I spent the years of my youth in the latter part of former Soviet leader Leonid Brezhnev's rule — a period now called "the years of stagnation." The authorities did not shoot people then, as they had under former Soviet leader Josef Stalin, but the heavily oppressive and pervasive government ideology crushed the life out of everything.
Severe restrictions were placed on art, literature and science and the Iron Curtain kept the Soviet Union almost hermetically sealed off from any outside influences or information. The social atmosphere was stifling: it was difficult to breathe.
And we had the feeling that things would always be that way, that we would have to live out our days with little or no air. Nobody could have imagined that the country's social life would lurch into motion — as it soon did under former Soviet leader Mikhail Gorbachev. What's more, nobody had the slightest inclination that the Soviet Union would collapse in only a few years.
For all their fundamental differences, the regimes of President Vladimir Putin and Leonid Brezhnev share one thing in common: the lack of air in the social atmosphere. The authorities now punish artistic innovation, label criticism of the regime as extremism threatening the system as a whole, and most importantly, actively foster the idea that Russia is surrounded by enemies. Isolationism is the dominant slogan now.
The current generation of Russian intellectuals has not forgotten the initial years of freedom between the collapse of the Soviet Union in 1991 and the first seven years of Putin's rule. With only rare exceptions, Putin was yet to force artistic expression and intellectual activity into a suffocating framework or try to rewrite history as he is doing now.

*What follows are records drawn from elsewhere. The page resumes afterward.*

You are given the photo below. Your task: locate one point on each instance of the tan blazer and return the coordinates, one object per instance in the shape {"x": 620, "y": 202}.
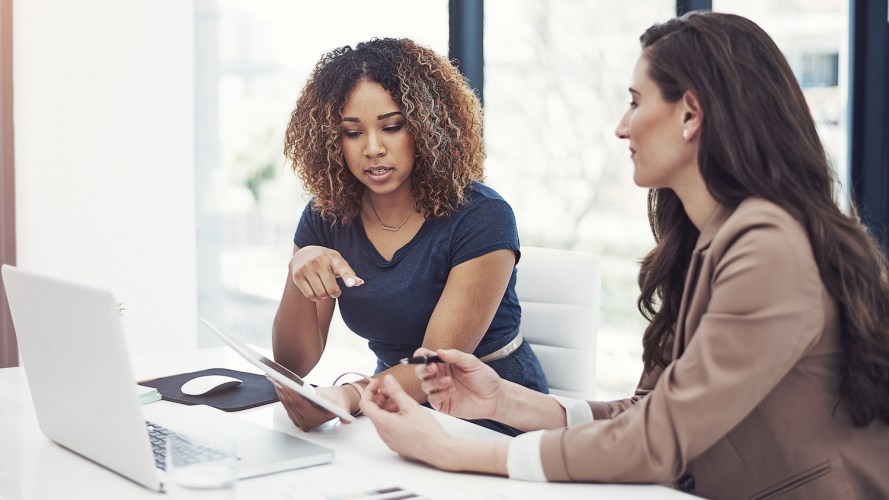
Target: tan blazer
{"x": 748, "y": 408}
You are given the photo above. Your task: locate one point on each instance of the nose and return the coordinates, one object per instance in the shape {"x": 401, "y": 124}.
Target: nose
{"x": 623, "y": 127}
{"x": 374, "y": 146}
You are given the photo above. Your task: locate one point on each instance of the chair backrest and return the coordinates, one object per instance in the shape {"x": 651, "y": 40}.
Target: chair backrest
{"x": 559, "y": 292}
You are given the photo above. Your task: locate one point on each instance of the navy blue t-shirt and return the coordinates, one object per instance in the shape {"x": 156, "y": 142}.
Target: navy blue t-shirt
{"x": 393, "y": 306}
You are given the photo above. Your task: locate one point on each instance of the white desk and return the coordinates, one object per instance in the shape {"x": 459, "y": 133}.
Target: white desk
{"x": 34, "y": 468}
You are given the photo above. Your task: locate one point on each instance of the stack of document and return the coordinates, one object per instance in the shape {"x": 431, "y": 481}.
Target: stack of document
{"x": 147, "y": 394}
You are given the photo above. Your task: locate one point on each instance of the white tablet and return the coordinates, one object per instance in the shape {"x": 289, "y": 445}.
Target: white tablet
{"x": 281, "y": 374}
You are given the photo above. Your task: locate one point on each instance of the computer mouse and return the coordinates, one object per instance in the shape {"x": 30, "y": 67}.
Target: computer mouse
{"x": 209, "y": 384}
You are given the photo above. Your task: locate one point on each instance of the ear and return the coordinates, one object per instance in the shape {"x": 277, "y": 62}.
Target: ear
{"x": 692, "y": 115}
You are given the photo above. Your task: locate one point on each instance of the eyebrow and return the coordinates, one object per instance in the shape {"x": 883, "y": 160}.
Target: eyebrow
{"x": 379, "y": 117}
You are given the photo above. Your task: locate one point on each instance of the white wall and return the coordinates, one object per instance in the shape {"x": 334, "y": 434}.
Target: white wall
{"x": 104, "y": 155}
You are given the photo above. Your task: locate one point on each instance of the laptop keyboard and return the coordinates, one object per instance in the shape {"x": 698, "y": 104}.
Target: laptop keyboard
{"x": 196, "y": 452}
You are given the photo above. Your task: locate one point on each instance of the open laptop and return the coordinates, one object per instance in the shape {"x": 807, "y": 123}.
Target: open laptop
{"x": 75, "y": 358}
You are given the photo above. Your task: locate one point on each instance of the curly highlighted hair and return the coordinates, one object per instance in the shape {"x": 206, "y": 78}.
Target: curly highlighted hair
{"x": 443, "y": 115}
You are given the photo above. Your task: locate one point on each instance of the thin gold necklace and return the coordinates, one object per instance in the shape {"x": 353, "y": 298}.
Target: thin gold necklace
{"x": 382, "y": 224}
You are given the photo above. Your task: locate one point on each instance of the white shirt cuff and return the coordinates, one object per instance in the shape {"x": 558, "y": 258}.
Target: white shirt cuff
{"x": 523, "y": 457}
{"x": 577, "y": 411}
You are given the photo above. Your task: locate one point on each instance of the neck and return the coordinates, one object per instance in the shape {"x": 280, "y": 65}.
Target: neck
{"x": 696, "y": 199}
{"x": 390, "y": 212}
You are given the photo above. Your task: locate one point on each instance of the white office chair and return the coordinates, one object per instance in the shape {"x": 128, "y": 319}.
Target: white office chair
{"x": 559, "y": 292}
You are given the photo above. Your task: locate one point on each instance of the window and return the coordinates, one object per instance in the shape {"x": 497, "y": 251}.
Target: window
{"x": 252, "y": 60}
{"x": 556, "y": 78}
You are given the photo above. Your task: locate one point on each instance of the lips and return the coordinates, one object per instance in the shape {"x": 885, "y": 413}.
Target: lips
{"x": 378, "y": 173}
{"x": 378, "y": 170}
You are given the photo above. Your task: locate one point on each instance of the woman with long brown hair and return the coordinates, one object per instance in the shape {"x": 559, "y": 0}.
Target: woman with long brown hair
{"x": 767, "y": 353}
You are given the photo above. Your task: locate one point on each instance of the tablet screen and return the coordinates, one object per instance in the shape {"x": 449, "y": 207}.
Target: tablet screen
{"x": 281, "y": 374}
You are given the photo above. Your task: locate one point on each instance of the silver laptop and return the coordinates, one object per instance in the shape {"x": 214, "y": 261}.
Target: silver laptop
{"x": 78, "y": 369}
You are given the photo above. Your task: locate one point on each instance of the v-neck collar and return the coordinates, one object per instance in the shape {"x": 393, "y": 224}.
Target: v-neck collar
{"x": 371, "y": 249}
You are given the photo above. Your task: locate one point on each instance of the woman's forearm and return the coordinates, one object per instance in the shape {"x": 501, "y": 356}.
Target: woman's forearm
{"x": 298, "y": 332}
{"x": 528, "y": 410}
{"x": 473, "y": 455}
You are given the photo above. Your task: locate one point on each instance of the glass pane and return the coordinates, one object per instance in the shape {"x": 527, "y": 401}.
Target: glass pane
{"x": 556, "y": 78}
{"x": 814, "y": 37}
{"x": 252, "y": 60}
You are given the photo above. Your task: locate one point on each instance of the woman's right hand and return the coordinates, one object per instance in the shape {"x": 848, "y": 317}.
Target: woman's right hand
{"x": 314, "y": 271}
{"x": 462, "y": 386}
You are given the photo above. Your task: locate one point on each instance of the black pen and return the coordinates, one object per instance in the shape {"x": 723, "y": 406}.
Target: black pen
{"x": 420, "y": 360}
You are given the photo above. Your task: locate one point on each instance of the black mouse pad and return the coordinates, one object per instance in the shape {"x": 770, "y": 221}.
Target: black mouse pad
{"x": 254, "y": 390}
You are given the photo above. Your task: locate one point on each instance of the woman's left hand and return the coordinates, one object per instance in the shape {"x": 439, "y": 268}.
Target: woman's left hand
{"x": 406, "y": 427}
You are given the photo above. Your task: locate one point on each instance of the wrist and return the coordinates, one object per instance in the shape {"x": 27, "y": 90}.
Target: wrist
{"x": 354, "y": 397}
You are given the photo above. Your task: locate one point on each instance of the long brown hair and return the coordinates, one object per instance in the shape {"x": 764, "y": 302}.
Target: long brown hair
{"x": 442, "y": 112}
{"x": 759, "y": 139}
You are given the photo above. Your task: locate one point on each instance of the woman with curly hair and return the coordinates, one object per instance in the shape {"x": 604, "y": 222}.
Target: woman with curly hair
{"x": 767, "y": 352}
{"x": 387, "y": 138}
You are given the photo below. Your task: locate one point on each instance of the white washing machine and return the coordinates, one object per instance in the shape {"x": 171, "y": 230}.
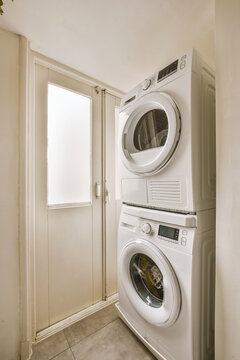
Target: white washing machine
{"x": 166, "y": 281}
{"x": 167, "y": 138}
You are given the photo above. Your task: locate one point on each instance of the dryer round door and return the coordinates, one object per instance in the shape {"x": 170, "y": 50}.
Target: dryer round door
{"x": 150, "y": 283}
{"x": 150, "y": 134}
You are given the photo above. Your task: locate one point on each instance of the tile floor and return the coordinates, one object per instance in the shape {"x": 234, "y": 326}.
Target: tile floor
{"x": 101, "y": 336}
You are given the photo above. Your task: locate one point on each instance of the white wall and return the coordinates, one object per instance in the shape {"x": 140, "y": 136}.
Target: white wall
{"x": 228, "y": 180}
{"x": 9, "y": 251}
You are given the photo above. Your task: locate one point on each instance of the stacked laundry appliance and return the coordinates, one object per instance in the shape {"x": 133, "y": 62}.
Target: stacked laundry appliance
{"x": 166, "y": 241}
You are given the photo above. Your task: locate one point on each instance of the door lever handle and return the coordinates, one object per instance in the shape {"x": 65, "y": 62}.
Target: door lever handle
{"x": 107, "y": 196}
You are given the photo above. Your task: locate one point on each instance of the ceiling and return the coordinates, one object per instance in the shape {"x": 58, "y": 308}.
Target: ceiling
{"x": 117, "y": 42}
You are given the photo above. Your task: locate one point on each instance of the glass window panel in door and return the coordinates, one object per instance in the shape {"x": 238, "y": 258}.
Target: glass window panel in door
{"x": 69, "y": 147}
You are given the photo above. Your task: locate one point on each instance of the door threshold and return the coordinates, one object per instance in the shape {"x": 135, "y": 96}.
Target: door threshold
{"x": 63, "y": 324}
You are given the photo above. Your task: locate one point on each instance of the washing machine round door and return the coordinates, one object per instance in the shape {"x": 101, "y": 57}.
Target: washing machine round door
{"x": 150, "y": 283}
{"x": 150, "y": 134}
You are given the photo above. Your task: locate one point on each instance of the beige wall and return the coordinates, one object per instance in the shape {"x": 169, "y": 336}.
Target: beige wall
{"x": 9, "y": 252}
{"x": 228, "y": 180}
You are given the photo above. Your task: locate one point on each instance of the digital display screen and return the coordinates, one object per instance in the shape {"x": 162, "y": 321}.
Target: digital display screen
{"x": 168, "y": 70}
{"x": 168, "y": 232}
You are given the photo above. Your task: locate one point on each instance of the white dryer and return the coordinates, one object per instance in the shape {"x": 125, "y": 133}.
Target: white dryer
{"x": 166, "y": 281}
{"x": 167, "y": 138}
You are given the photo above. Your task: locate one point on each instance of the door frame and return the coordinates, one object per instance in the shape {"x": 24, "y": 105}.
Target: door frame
{"x": 28, "y": 59}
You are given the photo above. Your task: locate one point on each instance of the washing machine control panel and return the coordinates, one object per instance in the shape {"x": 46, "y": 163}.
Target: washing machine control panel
{"x": 168, "y": 232}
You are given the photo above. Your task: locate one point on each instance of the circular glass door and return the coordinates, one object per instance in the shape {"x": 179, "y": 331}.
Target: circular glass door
{"x": 150, "y": 134}
{"x": 151, "y": 130}
{"x": 150, "y": 282}
{"x": 147, "y": 280}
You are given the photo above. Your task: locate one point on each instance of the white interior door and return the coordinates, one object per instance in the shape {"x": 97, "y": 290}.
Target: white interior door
{"x": 113, "y": 202}
{"x": 68, "y": 157}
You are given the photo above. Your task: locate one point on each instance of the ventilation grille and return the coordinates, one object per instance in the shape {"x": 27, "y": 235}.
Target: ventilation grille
{"x": 165, "y": 191}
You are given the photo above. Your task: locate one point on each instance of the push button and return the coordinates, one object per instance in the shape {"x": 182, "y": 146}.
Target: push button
{"x": 183, "y": 241}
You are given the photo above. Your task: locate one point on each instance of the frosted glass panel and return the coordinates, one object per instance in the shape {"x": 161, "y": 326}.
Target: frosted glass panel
{"x": 69, "y": 143}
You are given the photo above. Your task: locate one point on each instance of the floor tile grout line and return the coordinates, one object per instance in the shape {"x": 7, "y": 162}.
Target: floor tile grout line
{"x": 63, "y": 350}
{"x": 69, "y": 345}
{"x": 93, "y": 332}
{"x": 72, "y": 353}
{"x": 58, "y": 354}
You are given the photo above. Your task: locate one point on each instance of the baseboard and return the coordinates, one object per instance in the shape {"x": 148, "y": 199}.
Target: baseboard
{"x": 55, "y": 328}
{"x": 26, "y": 350}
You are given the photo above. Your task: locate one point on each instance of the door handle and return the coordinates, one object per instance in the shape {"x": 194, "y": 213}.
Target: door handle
{"x": 107, "y": 196}
{"x": 98, "y": 190}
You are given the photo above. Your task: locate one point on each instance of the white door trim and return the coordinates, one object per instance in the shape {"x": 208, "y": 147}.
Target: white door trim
{"x": 28, "y": 59}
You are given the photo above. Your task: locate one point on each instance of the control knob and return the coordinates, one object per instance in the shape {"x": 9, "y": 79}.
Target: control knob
{"x": 146, "y": 228}
{"x": 146, "y": 84}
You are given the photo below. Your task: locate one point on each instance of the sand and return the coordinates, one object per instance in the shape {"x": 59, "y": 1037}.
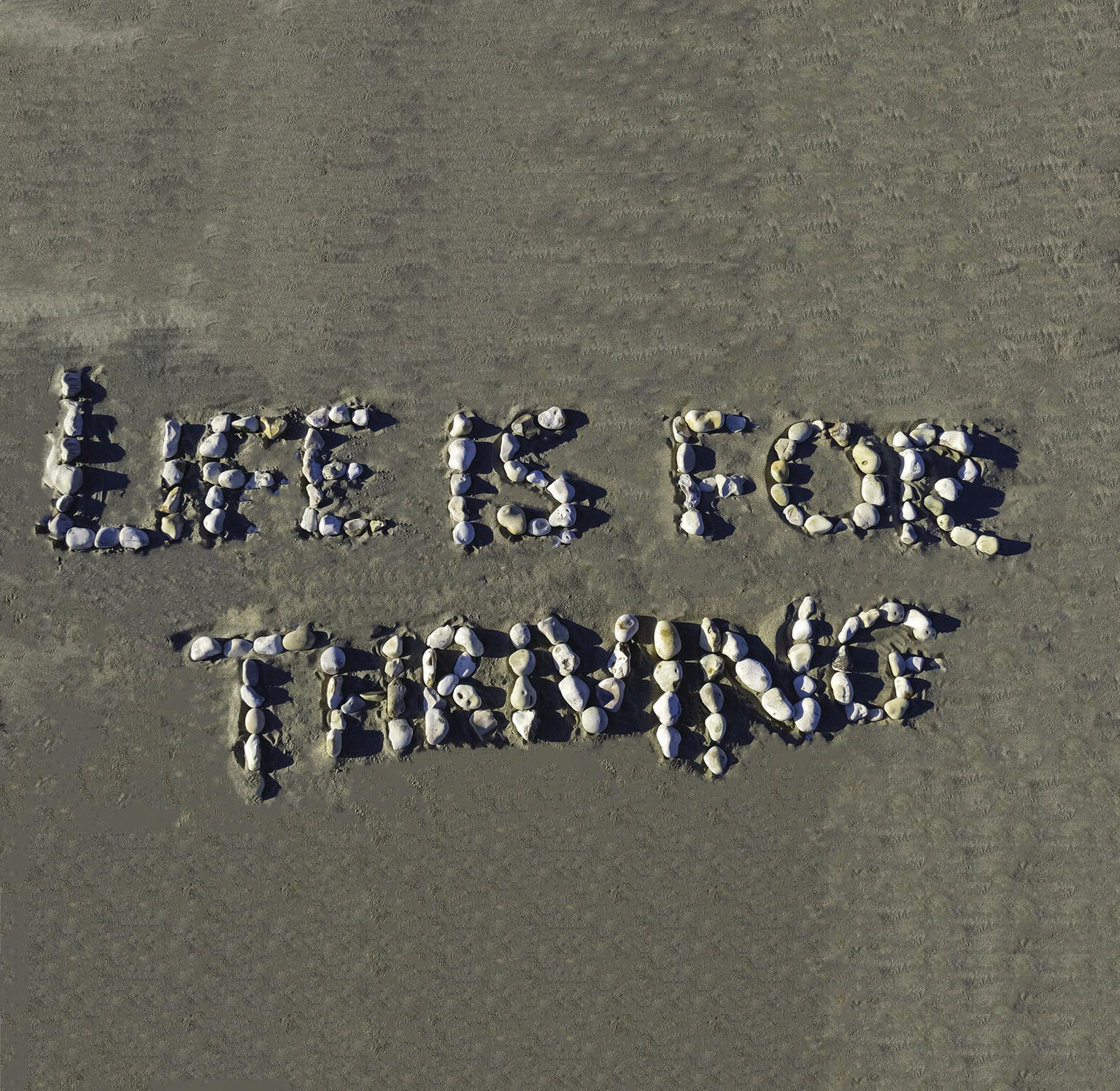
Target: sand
{"x": 879, "y": 215}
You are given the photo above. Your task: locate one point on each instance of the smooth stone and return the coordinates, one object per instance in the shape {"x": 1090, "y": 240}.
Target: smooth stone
{"x": 333, "y": 660}
{"x": 948, "y": 488}
{"x": 592, "y": 720}
{"x": 80, "y": 539}
{"x": 669, "y": 739}
{"x": 920, "y": 625}
{"x": 668, "y": 708}
{"x": 563, "y": 517}
{"x": 565, "y": 659}
{"x": 957, "y": 439}
{"x": 619, "y": 661}
{"x": 466, "y": 697}
{"x": 896, "y": 708}
{"x": 460, "y": 454}
{"x": 522, "y": 662}
{"x": 625, "y": 628}
{"x": 692, "y": 523}
{"x": 701, "y": 421}
{"x": 169, "y": 443}
{"x": 253, "y": 754}
{"x": 554, "y": 630}
{"x": 841, "y": 687}
{"x": 522, "y": 695}
{"x": 563, "y": 490}
{"x": 60, "y": 525}
{"x": 441, "y": 638}
{"x": 575, "y": 691}
{"x": 400, "y": 734}
{"x": 873, "y": 491}
{"x": 609, "y": 693}
{"x": 806, "y": 715}
{"x": 512, "y": 517}
{"x": 715, "y": 760}
{"x": 205, "y": 647}
{"x": 467, "y": 640}
{"x": 483, "y": 722}
{"x": 457, "y": 509}
{"x": 715, "y": 726}
{"x": 508, "y": 447}
{"x": 776, "y": 705}
{"x": 668, "y": 674}
{"x": 800, "y": 655}
{"x": 301, "y": 639}
{"x": 435, "y": 726}
{"x": 968, "y": 471}
{"x": 753, "y": 676}
{"x": 667, "y": 641}
{"x": 866, "y": 458}
{"x": 251, "y": 698}
{"x": 963, "y": 536}
{"x": 131, "y": 538}
{"x": 214, "y": 445}
{"x": 711, "y": 697}
{"x": 913, "y": 466}
{"x": 552, "y": 419}
{"x": 865, "y": 515}
{"x": 988, "y": 544}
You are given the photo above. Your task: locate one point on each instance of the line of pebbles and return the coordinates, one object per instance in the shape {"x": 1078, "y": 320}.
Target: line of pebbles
{"x": 452, "y": 651}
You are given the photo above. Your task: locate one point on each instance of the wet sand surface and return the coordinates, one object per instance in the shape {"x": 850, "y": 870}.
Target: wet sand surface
{"x": 870, "y": 214}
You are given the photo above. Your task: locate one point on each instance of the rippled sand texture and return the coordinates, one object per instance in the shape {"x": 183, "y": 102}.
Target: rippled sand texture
{"x": 873, "y": 213}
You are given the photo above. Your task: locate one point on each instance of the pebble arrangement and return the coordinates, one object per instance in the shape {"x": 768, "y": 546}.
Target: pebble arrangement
{"x": 933, "y": 469}
{"x": 816, "y": 669}
{"x": 515, "y": 445}
{"x": 688, "y": 431}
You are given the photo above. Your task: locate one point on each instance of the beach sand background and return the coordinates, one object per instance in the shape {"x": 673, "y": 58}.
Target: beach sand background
{"x": 865, "y": 212}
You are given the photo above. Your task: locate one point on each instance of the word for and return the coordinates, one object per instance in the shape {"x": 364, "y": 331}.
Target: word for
{"x": 416, "y": 691}
{"x": 916, "y": 482}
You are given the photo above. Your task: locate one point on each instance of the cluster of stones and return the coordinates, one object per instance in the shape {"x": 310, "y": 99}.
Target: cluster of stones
{"x": 795, "y": 445}
{"x": 65, "y": 477}
{"x": 324, "y": 479}
{"x": 687, "y": 436}
{"x": 935, "y": 465}
{"x": 819, "y": 669}
{"x": 514, "y": 446}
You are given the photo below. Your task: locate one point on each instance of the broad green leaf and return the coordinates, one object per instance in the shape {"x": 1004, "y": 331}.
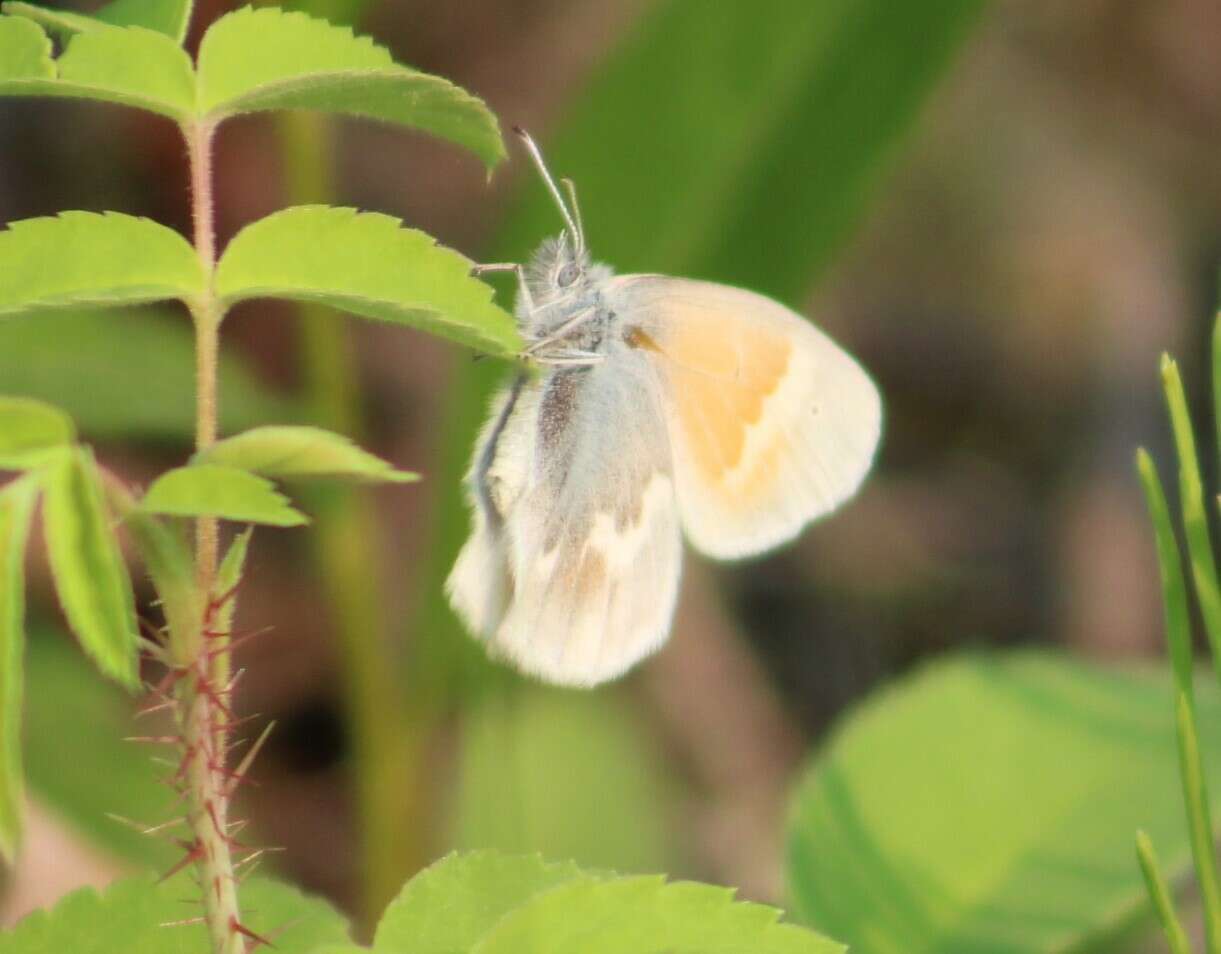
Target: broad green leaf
{"x": 368, "y": 264}
{"x": 988, "y": 805}
{"x": 77, "y": 762}
{"x": 131, "y": 66}
{"x": 268, "y": 59}
{"x": 645, "y": 915}
{"x": 300, "y": 451}
{"x": 520, "y": 787}
{"x": 127, "y": 374}
{"x": 90, "y": 578}
{"x": 28, "y": 429}
{"x": 16, "y": 505}
{"x": 452, "y": 904}
{"x": 130, "y": 917}
{"x": 211, "y": 490}
{"x": 25, "y": 51}
{"x": 84, "y": 258}
{"x": 764, "y": 193}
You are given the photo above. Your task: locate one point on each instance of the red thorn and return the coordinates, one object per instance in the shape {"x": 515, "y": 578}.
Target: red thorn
{"x": 156, "y": 707}
{"x": 194, "y": 854}
{"x": 237, "y": 926}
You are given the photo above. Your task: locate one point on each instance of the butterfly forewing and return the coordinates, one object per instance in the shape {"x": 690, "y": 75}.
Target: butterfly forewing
{"x": 772, "y": 424}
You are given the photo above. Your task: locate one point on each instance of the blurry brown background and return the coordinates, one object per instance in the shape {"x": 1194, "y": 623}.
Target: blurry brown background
{"x": 1050, "y": 227}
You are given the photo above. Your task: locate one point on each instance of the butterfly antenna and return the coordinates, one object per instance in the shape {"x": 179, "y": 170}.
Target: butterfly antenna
{"x": 536, "y": 155}
{"x": 570, "y": 188}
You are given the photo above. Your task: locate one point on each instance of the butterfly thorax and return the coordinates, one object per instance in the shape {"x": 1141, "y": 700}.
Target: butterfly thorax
{"x": 565, "y": 285}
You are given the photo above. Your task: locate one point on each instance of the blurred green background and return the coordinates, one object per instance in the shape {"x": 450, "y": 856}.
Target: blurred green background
{"x": 1005, "y": 210}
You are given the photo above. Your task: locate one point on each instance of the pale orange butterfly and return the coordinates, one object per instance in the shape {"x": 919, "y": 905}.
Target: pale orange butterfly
{"x": 662, "y": 406}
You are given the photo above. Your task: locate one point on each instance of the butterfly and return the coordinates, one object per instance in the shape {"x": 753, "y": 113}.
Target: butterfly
{"x": 656, "y": 408}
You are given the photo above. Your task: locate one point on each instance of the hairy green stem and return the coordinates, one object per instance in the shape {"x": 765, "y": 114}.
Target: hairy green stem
{"x": 203, "y": 687}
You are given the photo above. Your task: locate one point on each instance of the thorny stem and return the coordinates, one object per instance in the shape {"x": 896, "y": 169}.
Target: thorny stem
{"x": 203, "y": 689}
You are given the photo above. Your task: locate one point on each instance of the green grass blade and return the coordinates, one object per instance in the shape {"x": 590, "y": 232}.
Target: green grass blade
{"x": 1173, "y": 588}
{"x": 1199, "y": 819}
{"x": 16, "y": 506}
{"x": 1195, "y": 523}
{"x": 1160, "y": 897}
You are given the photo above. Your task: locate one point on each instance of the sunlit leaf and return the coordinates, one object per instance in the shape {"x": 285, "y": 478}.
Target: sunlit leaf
{"x": 84, "y": 258}
{"x": 170, "y": 17}
{"x": 77, "y": 762}
{"x": 645, "y": 915}
{"x": 211, "y": 490}
{"x": 988, "y": 804}
{"x": 131, "y": 66}
{"x": 28, "y": 425}
{"x": 164, "y": 16}
{"x": 25, "y": 51}
{"x": 473, "y": 891}
{"x": 270, "y": 59}
{"x": 127, "y": 373}
{"x": 368, "y": 264}
{"x": 487, "y": 903}
{"x": 299, "y": 452}
{"x": 130, "y": 917}
{"x": 16, "y": 505}
{"x": 90, "y": 578}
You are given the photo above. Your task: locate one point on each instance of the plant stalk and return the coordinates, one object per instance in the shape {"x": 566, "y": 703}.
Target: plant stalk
{"x": 204, "y": 684}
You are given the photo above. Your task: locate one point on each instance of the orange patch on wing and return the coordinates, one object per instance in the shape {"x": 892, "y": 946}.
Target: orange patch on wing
{"x": 723, "y": 374}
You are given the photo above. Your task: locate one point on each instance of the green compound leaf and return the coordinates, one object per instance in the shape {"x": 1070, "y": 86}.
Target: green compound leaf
{"x": 300, "y": 451}
{"x": 90, "y": 577}
{"x": 131, "y": 66}
{"x": 31, "y": 430}
{"x": 988, "y": 804}
{"x": 84, "y": 258}
{"x": 645, "y": 915}
{"x": 16, "y": 506}
{"x": 126, "y": 374}
{"x": 366, "y": 264}
{"x": 473, "y": 891}
{"x": 128, "y": 917}
{"x": 211, "y": 490}
{"x": 268, "y": 59}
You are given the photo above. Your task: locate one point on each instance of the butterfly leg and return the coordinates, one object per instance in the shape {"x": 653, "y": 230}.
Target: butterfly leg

The people who grew up during those years of freedom — who never lived under Brezhnev, much less former Soviet leaders Nikita Khrushchev or Josef Stalin — harbor the hope that the current reactionary period is only temporary, that Putin will either disappear from the scene soon or else change his mind and alter course. At least this is what that generation of intellectuals thinks, not the masses.
The well-known art dealer and cultural figure Marat Gelman, who was forced to leave Russia, gave an interview on Dozhd television. "I am here in Montenegro," he said. "Fifteen of us have gathered already, and we are here to wait out Medinsky," a reference to Putin's odious Culture Minister Vladimir Medinsky.
That is, they hope to return to a post-Medinsky Russia that once again enjoys creative freedom and has once more turned its face toward civilization.
If I had managed to call into the television program after Gelman made that comment, I would have told him, "Don't bet on it!"
And I am not referring only to a particular minister by the name of Medinsky, or even a particular president by the name of Putin. Medinsky might lose his job and Putin could exit the scene in a variety of ways. But even if that were to happen, a new "Medinsky" and a new "Putin" would only take their places.
The negative changes that have occurred to the political system and society run so deep that the country simple cannot become healthy in less than one decade. I am very pessimistic in this regard, and guess that Russians will have to suffer through some form of Putinism not for several more decades, but for several more generations.
After only a brief hiatus, every oppressive construct that the Soviet Union created with violence — a system that former U.S. President Ronald Reagan rightly called the "evil empire" — has now sprung to life again.
In 1920, H.G. Wells wrote a book about this country that he called "Russia in the Shadows." Almost 100 years after Wells penned those words, the light shone only very briefly before Russia once again retreated into darkness.